Two kinds of light sources are in common use, the incandescent bulb and the fluorescent light, the latter a modified mercury discharge lamp.

Discussion

In an incandescent bulb an electrical current passing through a tungsten filament heats it so that it glows white-hot. As you can see in the photo on the left, the spectrum of light from an incandescent light bulb is continuous. A mercury discharge lamp, such as that shown in the photo on the right, consists of an evacuated tube that contains a minute amount of mercury vapor and has an electrode at each end. When a high voltage, such as that produced by the power supply shown, is applied across the discharge lamp, electrons are ejected from the negative electrode, or cathode, and move rapidly toward the positive electrode, or anode. When these fast-moving electrons collide with a mercury atom, they can give it enough energy to raise, or "excite," one of its electrons from the ground, or lowest energy state, to a higher energy state. Such an excited atom is not stable, and releases energy in the form of photons. The spectrum of the light produced by such a discharge lamp is a line or discrete spectrum. Note that in these spectra only the lines in the visible region, from about 400 to 750 nm, can be seen. Spectral lines also exist in the ultraviolet and infrared regions, and are invisible to the human eye.
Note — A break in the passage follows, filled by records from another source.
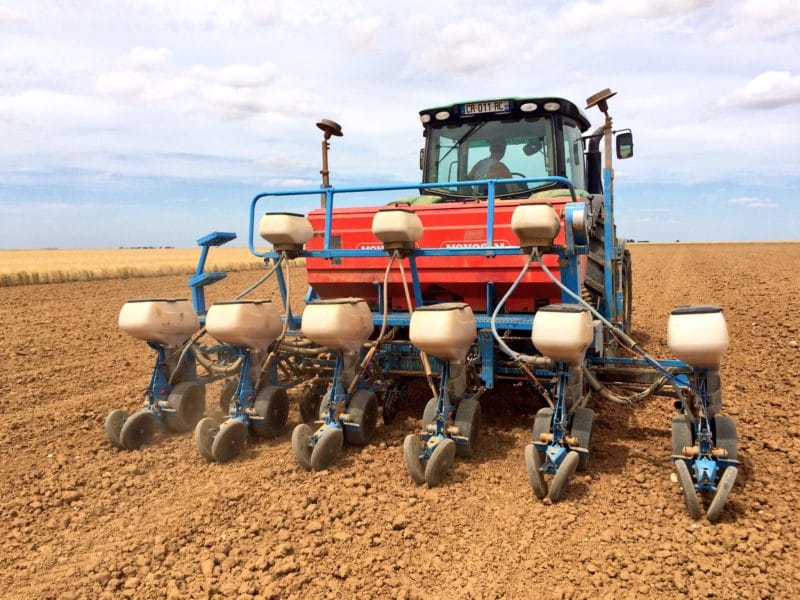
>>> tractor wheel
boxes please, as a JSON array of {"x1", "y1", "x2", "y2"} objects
[
  {"x1": 344, "y1": 390, "x2": 378, "y2": 446},
  {"x1": 570, "y1": 407, "x2": 594, "y2": 471},
  {"x1": 104, "y1": 409, "x2": 129, "y2": 449},
  {"x1": 454, "y1": 398, "x2": 481, "y2": 458},
  {"x1": 292, "y1": 424, "x2": 314, "y2": 470},
  {"x1": 675, "y1": 459, "x2": 702, "y2": 520},
  {"x1": 164, "y1": 381, "x2": 205, "y2": 432},
  {"x1": 119, "y1": 408, "x2": 157, "y2": 450},
  {"x1": 252, "y1": 386, "x2": 289, "y2": 438},
  {"x1": 622, "y1": 248, "x2": 633, "y2": 334},
  {"x1": 712, "y1": 416, "x2": 737, "y2": 461},
  {"x1": 524, "y1": 443, "x2": 547, "y2": 499},
  {"x1": 210, "y1": 419, "x2": 247, "y2": 462},
  {"x1": 671, "y1": 414, "x2": 693, "y2": 457},
  {"x1": 403, "y1": 434, "x2": 426, "y2": 485},
  {"x1": 706, "y1": 466, "x2": 737, "y2": 522},
  {"x1": 310, "y1": 426, "x2": 343, "y2": 471},
  {"x1": 548, "y1": 450, "x2": 579, "y2": 503},
  {"x1": 425, "y1": 438, "x2": 456, "y2": 488}
]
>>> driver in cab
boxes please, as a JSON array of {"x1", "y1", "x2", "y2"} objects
[{"x1": 468, "y1": 139, "x2": 513, "y2": 181}]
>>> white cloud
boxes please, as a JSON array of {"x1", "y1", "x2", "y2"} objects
[
  {"x1": 557, "y1": 0, "x2": 711, "y2": 32},
  {"x1": 404, "y1": 17, "x2": 518, "y2": 75},
  {"x1": 0, "y1": 5, "x2": 25, "y2": 23},
  {"x1": 194, "y1": 62, "x2": 277, "y2": 88},
  {"x1": 718, "y1": 71, "x2": 800, "y2": 109},
  {"x1": 728, "y1": 197, "x2": 777, "y2": 208},
  {"x1": 121, "y1": 47, "x2": 172, "y2": 71},
  {"x1": 344, "y1": 15, "x2": 387, "y2": 49},
  {"x1": 713, "y1": 0, "x2": 800, "y2": 41}
]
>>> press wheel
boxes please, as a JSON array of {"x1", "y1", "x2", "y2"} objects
[
  {"x1": 570, "y1": 407, "x2": 594, "y2": 470},
  {"x1": 424, "y1": 438, "x2": 456, "y2": 487},
  {"x1": 310, "y1": 426, "x2": 344, "y2": 471},
  {"x1": 454, "y1": 398, "x2": 480, "y2": 458},
  {"x1": 195, "y1": 417, "x2": 218, "y2": 461},
  {"x1": 210, "y1": 419, "x2": 247, "y2": 462},
  {"x1": 292, "y1": 424, "x2": 314, "y2": 470},
  {"x1": 119, "y1": 408, "x2": 157, "y2": 450},
  {"x1": 252, "y1": 386, "x2": 289, "y2": 438},
  {"x1": 532, "y1": 407, "x2": 553, "y2": 460},
  {"x1": 164, "y1": 381, "x2": 205, "y2": 432},
  {"x1": 403, "y1": 434, "x2": 426, "y2": 485},
  {"x1": 675, "y1": 459, "x2": 702, "y2": 520},
  {"x1": 713, "y1": 416, "x2": 737, "y2": 461},
  {"x1": 105, "y1": 409, "x2": 129, "y2": 449},
  {"x1": 547, "y1": 450, "x2": 579, "y2": 503},
  {"x1": 524, "y1": 443, "x2": 547, "y2": 499},
  {"x1": 706, "y1": 466, "x2": 737, "y2": 522},
  {"x1": 219, "y1": 378, "x2": 237, "y2": 415},
  {"x1": 344, "y1": 390, "x2": 378, "y2": 446},
  {"x1": 671, "y1": 414, "x2": 693, "y2": 456}
]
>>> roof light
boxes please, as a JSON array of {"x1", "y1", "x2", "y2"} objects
[
  {"x1": 435, "y1": 111, "x2": 450, "y2": 120},
  {"x1": 520, "y1": 102, "x2": 538, "y2": 112},
  {"x1": 420, "y1": 113, "x2": 431, "y2": 124},
  {"x1": 543, "y1": 102, "x2": 561, "y2": 112}
]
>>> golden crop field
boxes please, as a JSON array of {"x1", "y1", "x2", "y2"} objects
[{"x1": 0, "y1": 247, "x2": 270, "y2": 286}]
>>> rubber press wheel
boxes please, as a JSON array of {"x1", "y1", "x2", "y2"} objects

As we have seen in the section "Standing Waves, Line Spectra, Resonance, and Energy Transfer," a continuous spectrum is produced when energy is absorbed or emitted by an unconfined wave, but a line or discrete spectrum is produced when energy is absorbed or emitted by a confined wave. Electromagnetic theory predicts it is electrons in a material that absorb or emit energy in the form of photons, so the continuous emission spectrum from an incandescent light bulb suggests that electrons in the metal lamp filament of an incandescent are unconfined waves, and the discrete emission spectrum from a discharge lamp suggests that electrons in gaseous atoms in the discharge lamp are confined waves. While this might seem obvious today, when Louis de Broglie (1892-1987), then a graduate student in physics at the University of Paris, submitted his doctoral thesis in 1924 proposing that matter, including electrons, had wave-like properties, it was scarcely believable. De Broglie's examining committee sent a copy of his thesis to Einstein, and only after Einstein had described it as brilliant did they award him his degree. Inspired by de Broglie's wave model of matter, the Austrian physicist Erwin Schrödinger (1887-1961) developed his wave or quantum mechanics in 1926. This new theory of mechanics predicted an emission spectrum for hydrogen atoms in complete agreement with the experimental spectrum, and is the basis for understanding the behavior of matter on an atomic scale.